2019 onwards (change model)
Comfort rating: 4.5 out of 54.5

Written by Tom Wiltshire Published: 6 June 2019 Updated: 3 July 2023

  • Peerless build quality
  • Design much improved with touchscreen infotainment
  • Feels a little dark

How is the quality and layout?

The ES has a similar cabin layout to most Lexus models, but since the 2022 facelift it’s become significantly more user-friendly. That’s mainly thanks to the addition of a new touchscreen infotainment system, which replaces the previous touchpad-driven interface with one that’s much easier to use, especially for fine work like typing out addresses.

The rest of the interior is straightforward, with a panel of physical climate control switches a particularly welcome addition. The large, bulky gear selector takes up slightly more room than is necessary, but generally it’s easy to get yourself acquainted with the ES’s interior.

Build quality, meanwhile, is stellar. Everything feels built to survive a nuclear apocalypse, every surface you touch is swathed with nice, expensive-feeling materials and there are lots of nice touches, like the way the volume dial is weighted or the soft-close action of the electric windows.

Infotainment and tech

Every ES now features a 12.3-inch touchscreen infotainment system similar to the one on the NX and RX SUVs as well as the latest Toyota models. It’s a huge improvement over the screen that came before it with its touchpad media controller, though still lags behind the best offerings from BMW or Jaguar in terms of ease-of-use.

The screen is large and very clear, with most functions given large touch buttons that are easy to hit. But for our taste a few functions are still buried one or two menus two deep, such as the controls for the driving dynamics and active safety equipment.

Lexus ES - interior
The Lexus’ cabin makes a lot of sense, even if it feels its age in some places.

While the ES does have a digital display for the driver’s gauges, it’s looking very small and low-res next to the best offerings from rivals such as Audi’s virtual cockpit. It lacks configurability, and can’t do things like display a full-screen map. While it does have unique touches such as a physical, movable bezel that shifts depending on which driving mode you’re in, these don’t really add up to a better user experience.

The standard stereo sounds good but for music lovers it’s well worth up-speccing to the excellent 17-speaker Mark Levinson system, standard on Takumi cars or lower-range cars equipped with the Takumi pack.


  • Superb seats
  • Great refinement
  • Excellent comfort levels front and rear

The ES isn’t exactly a sports saloon but it makes up for that with excellent comfort levels.

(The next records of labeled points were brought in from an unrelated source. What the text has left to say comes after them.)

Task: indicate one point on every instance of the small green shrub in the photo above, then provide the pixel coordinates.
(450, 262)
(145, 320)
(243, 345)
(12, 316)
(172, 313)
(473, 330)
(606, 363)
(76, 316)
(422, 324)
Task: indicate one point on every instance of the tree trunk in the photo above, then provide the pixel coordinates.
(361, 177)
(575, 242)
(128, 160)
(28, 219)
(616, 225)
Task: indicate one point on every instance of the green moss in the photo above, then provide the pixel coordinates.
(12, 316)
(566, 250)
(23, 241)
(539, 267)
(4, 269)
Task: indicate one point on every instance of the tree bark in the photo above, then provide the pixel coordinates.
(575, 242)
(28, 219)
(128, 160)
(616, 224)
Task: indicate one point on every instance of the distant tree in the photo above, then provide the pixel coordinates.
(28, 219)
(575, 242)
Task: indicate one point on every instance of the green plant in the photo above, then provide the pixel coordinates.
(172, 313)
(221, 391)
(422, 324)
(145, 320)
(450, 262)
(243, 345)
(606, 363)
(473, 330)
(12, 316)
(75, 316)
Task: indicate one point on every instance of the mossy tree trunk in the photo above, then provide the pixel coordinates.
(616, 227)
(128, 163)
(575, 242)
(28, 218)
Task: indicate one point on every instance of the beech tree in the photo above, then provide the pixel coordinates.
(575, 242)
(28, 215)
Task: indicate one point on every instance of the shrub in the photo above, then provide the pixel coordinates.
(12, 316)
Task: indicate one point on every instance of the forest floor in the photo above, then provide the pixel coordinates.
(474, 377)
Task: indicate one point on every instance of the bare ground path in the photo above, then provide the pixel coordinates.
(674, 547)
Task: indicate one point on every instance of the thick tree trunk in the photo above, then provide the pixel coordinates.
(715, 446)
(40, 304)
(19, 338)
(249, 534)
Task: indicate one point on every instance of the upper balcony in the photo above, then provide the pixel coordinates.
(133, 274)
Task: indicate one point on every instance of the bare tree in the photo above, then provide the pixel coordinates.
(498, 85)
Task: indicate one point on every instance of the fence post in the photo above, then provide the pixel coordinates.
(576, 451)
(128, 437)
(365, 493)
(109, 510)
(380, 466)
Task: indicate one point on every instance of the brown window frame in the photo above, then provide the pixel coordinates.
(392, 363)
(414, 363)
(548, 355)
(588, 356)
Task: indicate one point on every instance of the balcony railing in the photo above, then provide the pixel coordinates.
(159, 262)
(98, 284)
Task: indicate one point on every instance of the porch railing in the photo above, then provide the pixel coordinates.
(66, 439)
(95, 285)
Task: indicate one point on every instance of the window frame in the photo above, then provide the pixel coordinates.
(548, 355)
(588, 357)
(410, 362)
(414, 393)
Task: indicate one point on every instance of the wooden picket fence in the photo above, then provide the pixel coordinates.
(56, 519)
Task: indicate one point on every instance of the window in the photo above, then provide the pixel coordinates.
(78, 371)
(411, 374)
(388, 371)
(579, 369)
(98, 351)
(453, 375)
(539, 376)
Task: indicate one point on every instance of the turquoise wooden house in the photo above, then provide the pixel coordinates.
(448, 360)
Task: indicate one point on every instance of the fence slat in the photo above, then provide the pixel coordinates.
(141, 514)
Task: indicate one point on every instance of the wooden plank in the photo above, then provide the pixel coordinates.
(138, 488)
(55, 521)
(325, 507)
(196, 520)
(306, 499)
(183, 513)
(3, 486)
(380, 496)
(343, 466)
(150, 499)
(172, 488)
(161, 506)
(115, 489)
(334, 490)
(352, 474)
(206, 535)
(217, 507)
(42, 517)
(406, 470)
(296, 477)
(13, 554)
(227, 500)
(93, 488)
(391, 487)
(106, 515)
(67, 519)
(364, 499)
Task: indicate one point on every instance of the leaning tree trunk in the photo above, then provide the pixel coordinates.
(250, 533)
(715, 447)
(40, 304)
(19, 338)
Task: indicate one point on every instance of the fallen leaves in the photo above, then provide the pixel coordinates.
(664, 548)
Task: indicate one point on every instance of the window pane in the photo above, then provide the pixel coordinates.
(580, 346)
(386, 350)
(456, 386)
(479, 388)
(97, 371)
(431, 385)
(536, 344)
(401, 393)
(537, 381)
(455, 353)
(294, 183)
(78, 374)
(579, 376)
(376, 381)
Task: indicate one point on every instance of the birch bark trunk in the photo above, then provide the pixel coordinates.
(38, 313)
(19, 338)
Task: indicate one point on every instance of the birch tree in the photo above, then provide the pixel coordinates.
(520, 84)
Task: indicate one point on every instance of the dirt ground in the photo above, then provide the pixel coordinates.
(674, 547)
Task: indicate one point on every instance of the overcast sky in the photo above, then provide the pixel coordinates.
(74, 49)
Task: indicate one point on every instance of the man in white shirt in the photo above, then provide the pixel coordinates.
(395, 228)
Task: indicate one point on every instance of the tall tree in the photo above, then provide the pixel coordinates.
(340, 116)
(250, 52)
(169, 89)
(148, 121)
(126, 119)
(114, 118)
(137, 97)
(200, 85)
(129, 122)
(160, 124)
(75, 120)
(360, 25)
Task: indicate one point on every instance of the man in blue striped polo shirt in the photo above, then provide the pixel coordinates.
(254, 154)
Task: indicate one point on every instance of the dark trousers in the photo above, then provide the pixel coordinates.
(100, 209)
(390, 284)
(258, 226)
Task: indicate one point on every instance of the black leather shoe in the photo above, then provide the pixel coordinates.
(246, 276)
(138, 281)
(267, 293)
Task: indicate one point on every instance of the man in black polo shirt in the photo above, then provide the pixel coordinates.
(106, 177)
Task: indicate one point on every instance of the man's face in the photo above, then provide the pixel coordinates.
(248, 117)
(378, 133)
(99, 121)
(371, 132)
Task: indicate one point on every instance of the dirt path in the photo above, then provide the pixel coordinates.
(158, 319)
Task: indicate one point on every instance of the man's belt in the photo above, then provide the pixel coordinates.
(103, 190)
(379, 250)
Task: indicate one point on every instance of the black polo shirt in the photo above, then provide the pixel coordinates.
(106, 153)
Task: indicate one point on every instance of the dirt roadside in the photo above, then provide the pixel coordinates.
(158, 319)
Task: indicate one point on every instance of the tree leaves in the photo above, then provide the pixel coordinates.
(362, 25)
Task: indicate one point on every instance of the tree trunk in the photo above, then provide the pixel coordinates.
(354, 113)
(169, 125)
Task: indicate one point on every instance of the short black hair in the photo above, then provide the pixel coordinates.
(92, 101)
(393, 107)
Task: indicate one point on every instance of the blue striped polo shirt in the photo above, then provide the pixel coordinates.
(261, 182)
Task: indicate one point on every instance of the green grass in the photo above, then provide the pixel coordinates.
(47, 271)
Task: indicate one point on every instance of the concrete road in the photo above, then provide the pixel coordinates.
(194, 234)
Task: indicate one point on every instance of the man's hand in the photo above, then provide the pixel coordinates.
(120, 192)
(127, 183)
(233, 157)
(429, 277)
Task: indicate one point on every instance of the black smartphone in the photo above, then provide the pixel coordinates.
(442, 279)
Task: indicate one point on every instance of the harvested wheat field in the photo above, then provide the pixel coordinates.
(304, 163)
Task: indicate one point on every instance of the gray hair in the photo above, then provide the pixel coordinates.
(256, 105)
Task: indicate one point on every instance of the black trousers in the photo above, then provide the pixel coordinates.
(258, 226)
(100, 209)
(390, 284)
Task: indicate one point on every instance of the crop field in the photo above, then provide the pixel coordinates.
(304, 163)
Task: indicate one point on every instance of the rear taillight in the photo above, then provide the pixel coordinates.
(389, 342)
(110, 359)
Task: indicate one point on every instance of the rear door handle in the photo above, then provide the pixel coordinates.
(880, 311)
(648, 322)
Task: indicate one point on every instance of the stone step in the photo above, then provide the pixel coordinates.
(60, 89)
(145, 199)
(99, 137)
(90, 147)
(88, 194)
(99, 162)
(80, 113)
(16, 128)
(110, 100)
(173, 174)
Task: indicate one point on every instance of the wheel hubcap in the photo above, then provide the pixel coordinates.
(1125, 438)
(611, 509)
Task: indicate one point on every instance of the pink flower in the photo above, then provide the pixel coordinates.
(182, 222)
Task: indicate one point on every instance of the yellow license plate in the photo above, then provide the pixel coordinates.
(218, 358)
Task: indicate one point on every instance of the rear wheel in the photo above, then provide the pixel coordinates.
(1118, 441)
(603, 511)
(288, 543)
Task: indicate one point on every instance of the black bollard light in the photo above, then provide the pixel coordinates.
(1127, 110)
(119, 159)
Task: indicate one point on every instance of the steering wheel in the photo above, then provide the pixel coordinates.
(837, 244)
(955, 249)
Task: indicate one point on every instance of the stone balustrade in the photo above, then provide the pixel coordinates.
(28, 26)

The front seats are very supportive and comfortable, with lots of adjustment for drivers of all sizes – though we wish the driver’s seat went a little lower.

The rear seats are similarly comfortable, and wherever you’re sat – other than the rear middle – you’ll manage a long journey with minimal fatigue.

Refinement is excellent too, with the well-insulated cabin effectively filtering out most wind and road noise. The engine can be a little vocal if you put your foot down but driven normally it’s very hushed.